July 2015 seems like a long time ago now, but for landlords it remains a significant month as it contained a Summer Budget in which then-Chancellor George Osborne announced a range of tax changes for the buy-to-let sector. Osborne announced that the government planned to reduce landlords' ability to claim buy-to-let mortgage interest tax relief to the basic rate of income tax (20%) over four tax years. After a period of consultation and backlash from the property industry - which culminated in a failed High Court challenge involving Cherie Blair - the reduction began on April 6 2017.

The changes – also known as Section 24 - are affecting many landlords, with higher-rate tax payers seeing their ability to deduct mortgage interest from their tax bill effectively being halved over the course of the reduction. During the first year of the new system, 2017-18, the allowable deduction from property income was reduced to 75%. The following tax year (2018-19), it was reduced by a further quarter to 50%. Now, as we enter the 2019-20 tax year on April 6, the allowable reduction will be reduced to 25%. Next April, as we enter the final tax year of the gradual reduction (2020-21), the rate will be reduced by a further 25% so that it reaches the current basic rate of income tax (20%).

How are landlords coping with the tax changes?

The gradual reduction of buy-to-let mortgage interest tax relief has come at a challenging time for landlords during which they have been hit with various measures which impact their finances and increase their regulatory burden. Among others, these include the stamp duty surcharge, which has increased the cost of acquiring investment properties, the Right to Rent scheme, which has increased landlords' compliance and administration duties, and the tenant fees ban, which could see letting agent management fees rise in the coming years.

One way in which landlords have been limiting the effects of Section 24 is by incorporating their property portfolios. Incorporation sees landlords convert their portfolios into limited companies, meaning they are only liable to pay corporation tax and are subsequently not affected by the changes to the buy-to-let mortgage interest tax relief system. Currently corporation tax is set at 19%, but it is due to fall to 17% for the tax year 2020/21. However, the rate is liable to change on a regular basis, particularly with a change in government. 

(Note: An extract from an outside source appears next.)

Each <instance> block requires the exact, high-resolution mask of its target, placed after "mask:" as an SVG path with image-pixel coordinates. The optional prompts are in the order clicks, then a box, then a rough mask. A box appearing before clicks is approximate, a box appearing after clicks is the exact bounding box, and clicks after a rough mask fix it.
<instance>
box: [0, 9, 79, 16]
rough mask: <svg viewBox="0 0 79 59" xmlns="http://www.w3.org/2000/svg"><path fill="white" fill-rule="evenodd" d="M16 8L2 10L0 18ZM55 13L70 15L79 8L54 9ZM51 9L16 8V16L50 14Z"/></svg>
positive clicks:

Another difference in paying corporation tax instead of income tax is that the returns are due just once a year - based on calculated profits - rather than twice a year, based on estimated profits. For landlords looking to incorporate, they are required to prove that they are letting homes as a business and that their activities meet the ‘business threshold’. It's also important to note that incorporation may incur some significant capital gains and stamp duty costs for landlords.

However, following the announcement of the Section 24 changes, many landlords have chosen to incorporate and the latest research shows this is a trend which is still growing. A study carried out by Precise Mortgages found that some 44% of landlords with more than four properties who plan to make a purchase this year will use limited company status. The figure rises to 64% for landlords with four or more properties, and falls to 17% for those with one to three properties.

"The buy-to-let market is changing and the switch to greater use of limited company status is one aspect of the development underlining the increasing maturity of the sector," says Alan Cleary, managing director of Precise Mortgages.

"There are good reasons why limited company buy-to-let is dominating the purchase market and we expect that will continue to be the case this year and next."

In 2017, before the reduction began, it was reported by Countrywide that a record high 20% of private rental homes were owned by limited companies. Meanwhile, since then, the number of buy-to-let lenders and products catering to incorporation has increased significantly, according to Mortgages for Business.

"It’s been encouraging to see so many new entrants to the specialist end of the buy-to-let market, putting product availability at an all-time high," commented Steve Olejnik, managing director at Mortgages for Business.

"This just goes to show there is still a lucrative, buoyant market out there following on from the recent regulatory changes."

As we move into the 2019/20 tax year and the third year of the buy-to-let mortgage interest tax relief reduction, many landlords will continue to consider the incorporation option. If you do so, it's advisable you seek out the required tax advice before making any big decisions.